England's Jos Buttler runs out New Zealand's Martin Guptill to win the 2019 Cricket World Cup final between England and New Zealand at Lord's Cricket Ground in London on July 14, 2019 (Photo: PAUL ELLIS/AFP/Getty Images)

How it feels to lose the perfect game of cricket

The Black Caps were a critical part of what is probably the greatest game of cricket ever played, writes Duncan Greive. Is that enough to get over having lost it?

It’s hard to imagine a more hollow consolation than having played the crucial supporting role in the greatest game of cricket any of us will likely ever see. For England to feel this moment, New Zealand had to chart an impossible course at a macro level – the promise and slow decline of our batting, the beautiful ratcheting of our innings in the field. 

Yet the tidal flow of this final is likely already forgotten due to the wrenching twists of the final few deliveries, and the nauseating super over to conclude this absurd, unscriptable conclusion. Trent Boult alone participated in at least three career-defining plays within minutes – the boundary catch of Stokes which turned into a six, and the two infinitely calm runouts which in any sane world would have ended the game.

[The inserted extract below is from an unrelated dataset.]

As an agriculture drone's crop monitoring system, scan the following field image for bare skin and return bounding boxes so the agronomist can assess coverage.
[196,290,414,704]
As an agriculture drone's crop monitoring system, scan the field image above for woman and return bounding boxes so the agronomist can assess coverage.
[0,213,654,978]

The sides were so tightly entwined on the field that it was entirely fitting that Stokes, a player to whom both sides could lay plausible claim, effectively decided the final. And he did so by the barest of margins, playing for an English team which was inspired by Brendon McCullum’s blazing batting and captaincy of the 2015 World Cup, while winning in a near-facsimile of the game of inches which has defined Williamson’s leadership and batting during this World Cup.

The game began in a familiar style, with New Zealand daring to dream that Guptill would break out of this funk, before another diffident dismissal. Typically, this led not to capitulation but to an increasingly ebullient rebuild. While the key combatants were different – Nicholls and Latham played the roles of Williamson and Taylor – the end result was near identical to that of the semi-final against India. A score below expectations but which felt close enough to par that memories of the abject failure at the MCG were cast well aside.

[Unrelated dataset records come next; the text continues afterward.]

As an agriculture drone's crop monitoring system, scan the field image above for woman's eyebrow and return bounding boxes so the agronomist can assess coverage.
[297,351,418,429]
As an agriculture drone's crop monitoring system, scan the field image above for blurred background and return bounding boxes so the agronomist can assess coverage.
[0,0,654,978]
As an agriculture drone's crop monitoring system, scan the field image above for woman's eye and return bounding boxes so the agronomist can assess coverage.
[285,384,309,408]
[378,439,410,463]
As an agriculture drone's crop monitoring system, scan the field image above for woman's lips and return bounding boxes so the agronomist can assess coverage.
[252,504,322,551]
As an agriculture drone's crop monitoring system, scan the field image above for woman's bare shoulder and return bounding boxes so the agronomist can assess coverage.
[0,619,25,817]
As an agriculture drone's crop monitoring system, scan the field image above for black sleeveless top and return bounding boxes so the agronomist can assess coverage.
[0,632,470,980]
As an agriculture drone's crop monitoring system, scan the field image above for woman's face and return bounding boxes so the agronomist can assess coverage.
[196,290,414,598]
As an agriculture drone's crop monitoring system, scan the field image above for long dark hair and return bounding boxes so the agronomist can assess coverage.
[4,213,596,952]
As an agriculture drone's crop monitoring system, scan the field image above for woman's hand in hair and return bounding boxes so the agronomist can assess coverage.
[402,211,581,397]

Boult and Henry opened the bowling as well as they did against India, but the ball slipped past the bat instead of clipping it, chances just out of reach rather than shockingly grasped. Still, aside from a crushing caught and bowled chance dropped by an otherwise extraordinary de Grandhomme, New Zealand never let that ferocious upper order loosen its shoulders.

The first partnership to really stick was Stokes and Buttler, who were in control but never quite able to dominate. When Buttler fell with the line within sight, the game swung back toward New Zealand, and in truth the pendulum never really returned.

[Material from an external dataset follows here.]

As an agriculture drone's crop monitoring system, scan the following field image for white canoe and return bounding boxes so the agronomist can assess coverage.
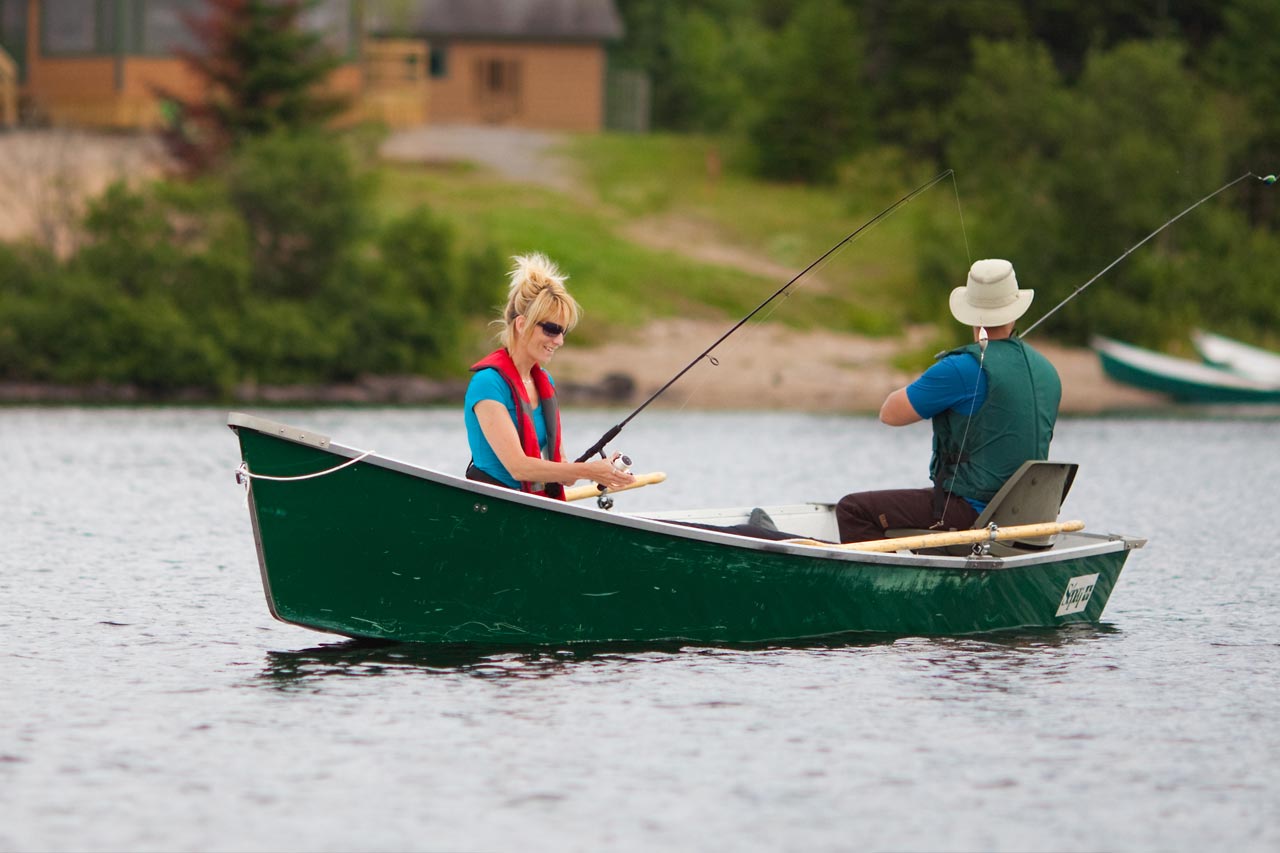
[1192,332,1280,384]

So how did New Zealand contrive to lose? Through a series of events which it seems fair to state will never be replicated as long as the game is played. A boundary glancing off an outstretched bat is something many fervent fans will only rarely have seen, and never at such a crucial stage of a game. Let alone one of this magnitude. The way runs and wickets broke agonisingly back and forth was pure sports movie cliche. The tie the only appropriate result. The super over necessary but avowedly evil.

When it finally ended, the game had gone long past the natural emotional range of most fans. I wasn’t meant to write this report – my colleague Simon Day demurred. “I’ve got nothing bro. I’m a desert. I’m empty.”

Less than an hour later, those three sentences describe me perfectly. (In fact, listen to the first 30 seconds of the embedded episode of our cricket podcast The Offspin to hear Day capture how we’re all feeling). Yet even as this very specific sporting hell was staggering to its conclusion, much of the time with the odds in our favour, I was conscious that this game was different. That its winner was capriciously chosen, and its loser as critical to its narrative. 

That for once the victor was truly selected by chance, and that to have been part of this freakish dance was better than the winning of most world championships. 

At least, that’s the story I’m telling myself now as I try and go to sleep. A lie of necessity to defend a battered sporting psyche, after an utterly perfect match with an entirely devastating conclusion.